Kenny's map-works have neither anthropomorphic shapes nor verbal statements to humanise them. In place of these motifs, roads, football pitches, dual carriageways, golf-club car parks and innumerable other routes and places - all cut from maps from around the world and identified in numerous different languages - are re-arranged in new configurations and raised on pins, like miniature spaghetti junctions. These re-workings of maps do not record geographical areas; they chart the very nature of place itself, and the processes of mind and memory that are accommodated there. Despite the absence of manifestly personal frames of reference, the map-works are infused with a distinctive poetry that conflates the absurdity and tragedy of human tendencies. This is achieved by visualising the routes and routines that we create for ourselves (which, in maps, become depersonalised and subject to their own conventions) and allowing them to reflect the tragic absurdity of our attempts to rationalise our lives.
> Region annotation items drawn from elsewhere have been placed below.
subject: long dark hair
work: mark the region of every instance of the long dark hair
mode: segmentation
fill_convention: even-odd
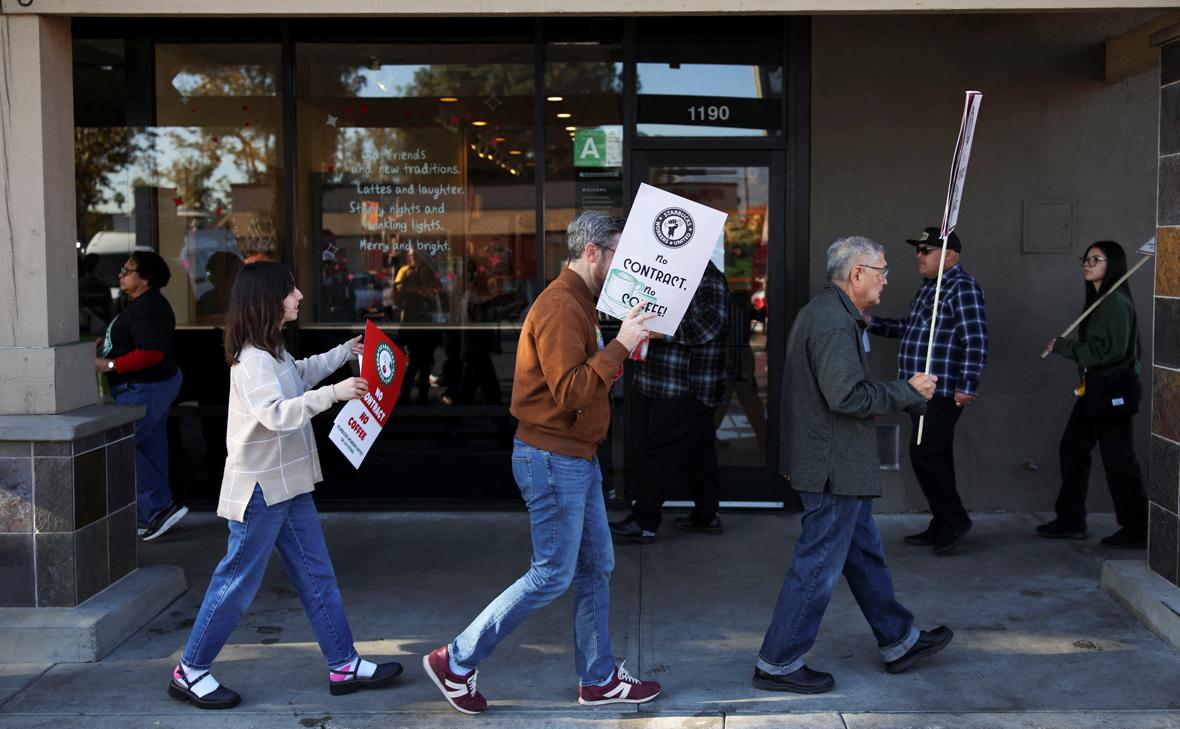
[[[227,364],[237,364],[247,344],[282,357],[283,300],[294,289],[295,277],[282,263],[257,261],[242,267],[225,311]]]
[[[1090,306],[1095,301],[1097,301],[1101,296],[1103,296],[1107,291],[1109,291],[1112,287],[1114,287],[1115,282],[1122,278],[1123,274],[1127,272],[1127,251],[1122,249],[1122,245],[1119,245],[1114,241],[1095,241],[1094,243],[1090,243],[1089,245],[1086,247],[1087,255],[1090,252],[1092,248],[1096,248],[1100,251],[1102,251],[1102,256],[1107,260],[1107,272],[1104,276],[1102,276],[1102,283],[1099,284],[1097,289],[1095,289],[1094,284],[1090,283],[1089,281],[1082,282],[1086,284],[1086,303],[1082,304],[1083,311],[1090,308]],[[1130,295],[1129,282],[1125,281],[1122,285],[1119,287],[1119,290],[1114,294],[1114,296],[1126,296],[1127,301],[1130,302],[1130,306],[1134,309],[1135,300]],[[1089,323],[1088,318],[1083,320],[1082,324],[1077,328],[1077,335],[1083,340],[1086,339],[1087,323]],[[1134,335],[1135,335],[1135,352],[1139,353],[1142,349],[1142,346],[1139,342],[1138,322],[1135,323]]]

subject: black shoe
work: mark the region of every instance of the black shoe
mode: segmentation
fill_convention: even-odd
[[[1045,521],[1041,526],[1036,527],[1036,533],[1048,539],[1086,539],[1089,537],[1089,534],[1086,533],[1084,524],[1080,527],[1070,527],[1062,525],[1057,519]]]
[[[192,687],[197,685],[208,675],[209,671],[204,671],[195,679],[189,681],[184,677],[184,671],[178,665],[172,669],[172,681],[168,684],[168,695],[176,701],[189,702],[198,709],[232,709],[242,703],[242,697],[236,691],[231,691],[223,685],[218,685],[204,696],[194,694]]]
[[[935,544],[935,527],[931,525],[924,532],[906,534],[902,541],[913,546],[932,546]]]
[[[356,665],[360,665],[360,661],[356,662]],[[337,676],[340,678],[336,678]],[[350,671],[333,669],[328,674],[328,691],[333,696],[343,696],[345,694],[354,694],[361,689],[379,689],[392,683],[398,676],[401,676],[401,664],[396,661],[378,663],[376,670],[368,678],[358,676],[355,669]]]
[[[164,532],[176,526],[176,523],[183,519],[186,513],[189,513],[188,506],[172,504],[164,511],[156,514],[156,518],[148,525],[148,530],[143,533],[140,539],[144,541],[151,541],[152,539],[163,537]]]
[[[688,514],[687,517],[676,517],[676,526],[687,528],[690,532],[700,532],[702,534],[720,534],[721,514],[714,514],[713,519],[708,521],[697,521],[693,518],[693,514]]]
[[[806,665],[785,676],[754,669],[754,688],[763,691],[792,691],[794,694],[825,694],[835,688],[835,678],[824,671],[813,671]]]
[[[1114,547],[1116,550],[1147,549],[1147,534],[1142,532],[1128,531],[1126,528],[1121,528],[1109,537],[1103,537],[1101,541],[1102,546]]]
[[[918,661],[929,658],[946,648],[953,637],[955,633],[951,632],[951,629],[945,625],[939,625],[930,632],[926,632],[925,630],[919,631],[917,643],[914,643],[910,650],[905,651],[905,655],[897,661],[890,661],[886,663],[885,670],[890,674],[900,674]]]
[[[614,537],[636,544],[651,544],[656,540],[656,533],[640,526],[635,517],[628,517],[622,521],[611,521],[610,533]]]
[[[971,526],[972,521],[968,519],[966,523],[958,528],[943,531],[942,536],[935,540],[935,554],[946,554],[955,551],[955,547],[962,544],[963,538],[971,531]]]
The works appear to conform to the conventional notion that 'places are relative to each other', which it is the business of maps to convey; but they also suggest, by rendering the relationships between places arbitrary and meaningless, that there is only one place in the universe - a multifarious place no doubt, but nonetheless a single one - which is the totality of space itself. Either there is nowhere to go - in which case a map is superfluous - or, as the proverbial village idiot (or sage?) said when asked how to get to the city: “you can't get there from here!”. In each case, as Kenny playfully suggests (without ever being earnest and explicit), it is impossible and absurd to attempt to navigate one's way through life strategically. But he is not po-faced about this futility. Far from it. The refreshing and shameless enjoyment of exuberant shape and colour in the map works - they are almost painterly - reflects a subtle acceptance and wry celebration of the fact that just being here, however convoluted, incomprehensible and absurd it may seem, is enough, more than enough; delicious, even.